Kokuo shotokuhi
- Erected: 1543
- Japanese: 国王頌徳碑 (koku ou shou toku hi)
The kokuô shôtoku-hi (lit. "stele of poem of the king's virtue") is a stele erected in 1543 which stands just outside the compound of Shuri castle, the royal palace of the Ryûkyû Kingdom. It is, for that reason, also known as the "Ishijô no higashi no himon," or "Stele to the East of the Stone Gate [to the palace]."
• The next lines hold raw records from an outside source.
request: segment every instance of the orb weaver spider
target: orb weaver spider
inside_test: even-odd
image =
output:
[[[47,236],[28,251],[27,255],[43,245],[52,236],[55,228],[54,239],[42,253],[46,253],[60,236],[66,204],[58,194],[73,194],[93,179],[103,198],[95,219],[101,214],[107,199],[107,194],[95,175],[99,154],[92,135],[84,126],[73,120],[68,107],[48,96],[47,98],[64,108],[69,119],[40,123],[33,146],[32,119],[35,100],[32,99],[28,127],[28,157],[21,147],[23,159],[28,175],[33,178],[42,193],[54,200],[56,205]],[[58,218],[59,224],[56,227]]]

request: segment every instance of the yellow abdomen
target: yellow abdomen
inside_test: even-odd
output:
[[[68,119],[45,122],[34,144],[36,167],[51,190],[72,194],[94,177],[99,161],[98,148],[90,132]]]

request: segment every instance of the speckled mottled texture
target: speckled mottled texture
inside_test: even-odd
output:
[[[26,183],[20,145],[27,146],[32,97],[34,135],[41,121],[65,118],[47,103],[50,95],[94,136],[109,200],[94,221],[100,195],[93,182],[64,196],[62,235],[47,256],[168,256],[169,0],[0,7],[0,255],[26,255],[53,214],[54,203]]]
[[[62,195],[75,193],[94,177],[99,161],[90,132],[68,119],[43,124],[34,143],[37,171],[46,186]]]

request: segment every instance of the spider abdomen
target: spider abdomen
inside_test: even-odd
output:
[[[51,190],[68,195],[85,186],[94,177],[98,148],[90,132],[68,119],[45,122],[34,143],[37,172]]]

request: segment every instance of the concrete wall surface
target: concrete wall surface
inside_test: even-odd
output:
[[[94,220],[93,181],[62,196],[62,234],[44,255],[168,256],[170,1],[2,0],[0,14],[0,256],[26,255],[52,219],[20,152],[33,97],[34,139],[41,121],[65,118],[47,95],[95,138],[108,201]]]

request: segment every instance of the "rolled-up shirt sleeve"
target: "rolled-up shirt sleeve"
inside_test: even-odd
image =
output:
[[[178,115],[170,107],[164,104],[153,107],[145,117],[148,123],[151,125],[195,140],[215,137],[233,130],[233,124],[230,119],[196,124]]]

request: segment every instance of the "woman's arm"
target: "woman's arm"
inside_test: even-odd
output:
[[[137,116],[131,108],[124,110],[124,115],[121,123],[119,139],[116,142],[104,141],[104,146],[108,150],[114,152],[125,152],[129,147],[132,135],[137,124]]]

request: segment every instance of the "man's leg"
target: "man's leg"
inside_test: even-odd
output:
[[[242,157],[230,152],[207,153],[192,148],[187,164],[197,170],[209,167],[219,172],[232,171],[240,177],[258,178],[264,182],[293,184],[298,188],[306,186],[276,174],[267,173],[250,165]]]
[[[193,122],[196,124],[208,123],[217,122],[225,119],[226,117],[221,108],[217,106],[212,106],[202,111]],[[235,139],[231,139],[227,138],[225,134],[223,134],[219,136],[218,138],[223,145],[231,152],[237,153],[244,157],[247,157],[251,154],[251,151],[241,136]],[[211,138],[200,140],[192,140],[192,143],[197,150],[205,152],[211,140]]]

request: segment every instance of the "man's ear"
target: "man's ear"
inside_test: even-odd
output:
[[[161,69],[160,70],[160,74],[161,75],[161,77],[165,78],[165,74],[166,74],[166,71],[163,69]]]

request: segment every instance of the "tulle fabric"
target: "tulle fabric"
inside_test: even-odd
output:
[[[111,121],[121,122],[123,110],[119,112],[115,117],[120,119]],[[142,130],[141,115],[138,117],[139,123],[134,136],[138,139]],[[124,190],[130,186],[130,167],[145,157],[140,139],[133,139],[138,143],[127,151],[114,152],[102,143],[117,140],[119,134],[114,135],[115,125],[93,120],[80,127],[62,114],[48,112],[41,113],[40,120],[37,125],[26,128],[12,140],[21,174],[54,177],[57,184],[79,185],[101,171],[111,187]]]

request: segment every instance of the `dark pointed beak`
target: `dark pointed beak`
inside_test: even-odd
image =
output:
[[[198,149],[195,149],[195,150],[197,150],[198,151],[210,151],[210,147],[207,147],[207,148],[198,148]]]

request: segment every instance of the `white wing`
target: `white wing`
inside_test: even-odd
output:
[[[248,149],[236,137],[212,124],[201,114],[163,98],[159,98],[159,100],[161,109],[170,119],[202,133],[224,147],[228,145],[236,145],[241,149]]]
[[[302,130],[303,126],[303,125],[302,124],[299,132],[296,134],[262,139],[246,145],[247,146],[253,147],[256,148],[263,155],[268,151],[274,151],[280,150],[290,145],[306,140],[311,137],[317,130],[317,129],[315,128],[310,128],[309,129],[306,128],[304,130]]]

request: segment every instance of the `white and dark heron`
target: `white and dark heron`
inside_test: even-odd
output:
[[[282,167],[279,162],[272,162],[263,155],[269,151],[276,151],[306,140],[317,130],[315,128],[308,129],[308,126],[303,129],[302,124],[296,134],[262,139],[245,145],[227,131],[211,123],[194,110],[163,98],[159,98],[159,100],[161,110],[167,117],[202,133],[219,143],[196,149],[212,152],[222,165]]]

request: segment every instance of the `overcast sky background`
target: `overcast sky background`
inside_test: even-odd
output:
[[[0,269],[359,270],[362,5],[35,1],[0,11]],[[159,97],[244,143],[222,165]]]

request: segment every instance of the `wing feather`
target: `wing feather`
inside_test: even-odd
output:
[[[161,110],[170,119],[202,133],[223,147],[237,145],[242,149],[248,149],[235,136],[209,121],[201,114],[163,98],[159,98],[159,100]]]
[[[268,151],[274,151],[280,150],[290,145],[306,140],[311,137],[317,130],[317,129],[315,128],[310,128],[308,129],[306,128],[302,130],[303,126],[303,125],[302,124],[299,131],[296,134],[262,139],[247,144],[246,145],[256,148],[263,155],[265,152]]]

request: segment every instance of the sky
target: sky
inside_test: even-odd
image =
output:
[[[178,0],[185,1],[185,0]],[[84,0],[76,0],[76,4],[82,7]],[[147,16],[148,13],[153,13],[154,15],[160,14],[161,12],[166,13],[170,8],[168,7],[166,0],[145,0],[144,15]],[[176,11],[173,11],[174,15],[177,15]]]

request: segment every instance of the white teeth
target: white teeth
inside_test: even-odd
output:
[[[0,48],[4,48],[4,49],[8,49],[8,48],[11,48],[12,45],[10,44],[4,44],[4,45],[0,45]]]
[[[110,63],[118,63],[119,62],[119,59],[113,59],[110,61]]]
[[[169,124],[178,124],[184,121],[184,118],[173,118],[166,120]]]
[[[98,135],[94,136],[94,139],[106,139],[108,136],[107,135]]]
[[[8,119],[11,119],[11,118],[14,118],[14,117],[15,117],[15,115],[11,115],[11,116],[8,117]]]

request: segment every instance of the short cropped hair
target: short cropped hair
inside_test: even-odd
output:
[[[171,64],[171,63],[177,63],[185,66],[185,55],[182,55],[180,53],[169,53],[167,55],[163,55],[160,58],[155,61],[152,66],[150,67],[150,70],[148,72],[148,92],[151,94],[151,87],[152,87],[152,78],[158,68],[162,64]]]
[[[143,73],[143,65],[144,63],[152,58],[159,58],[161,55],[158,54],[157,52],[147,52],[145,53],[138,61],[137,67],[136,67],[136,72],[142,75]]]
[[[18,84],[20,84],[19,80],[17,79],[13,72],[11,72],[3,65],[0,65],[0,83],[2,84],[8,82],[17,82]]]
The inscription, by Sengan, sixth abbot of Engaku-ji, praises King Shô Sei, who had the road paved running from the shrine at Bengadake, the highest point in Naha, to Shuri castle, and had pine trees planted all along its length. The inscription on one side of the stele is written in classical Chinese, and that on the other side in a combination of kanji and kana. The latter reads in part:
首里おきやかもいがなしの御代にみやこよりち金丸みこしみ玉のわたり申候時にたて申候ひのもん
Shuri okiyakamoi ganashi no miyo ni miyako yori chiganemaru mikoshi mitama no watari môshi sôrô toki ni tatemôshi sôrô hinomon
"Stele erected on the occasion of the dispatch from Miyako of a sword named 'Chiganemaru' and sacred beads during the reign of King Shô Shin."[1]
The stele is believed to have been erected in commemoration of that occasion. Other elements of the inscription include a proscription against self-immolation following the king's death.
The open area around the stele came to be known as Himun-nu-mo ("Hair of the Stele Inscription"), and beginning in 1935 it came to be the terminal of the Naha-Shuri bus line. The stele was destroyed in the 1945 Battle of Okinawa; a reconstruction stands on the site today, based on surviving portions of the original, and on other surviving stelae.
References
- Okinawa bijutsu zenshû 沖縄美術全集. vol. 4. Okinawa Times, 1989. Description of Plates 81-82.
- Plaques on-site.
- ↑ Text, romanization, and translation from Okinawa bijutsu zenshû.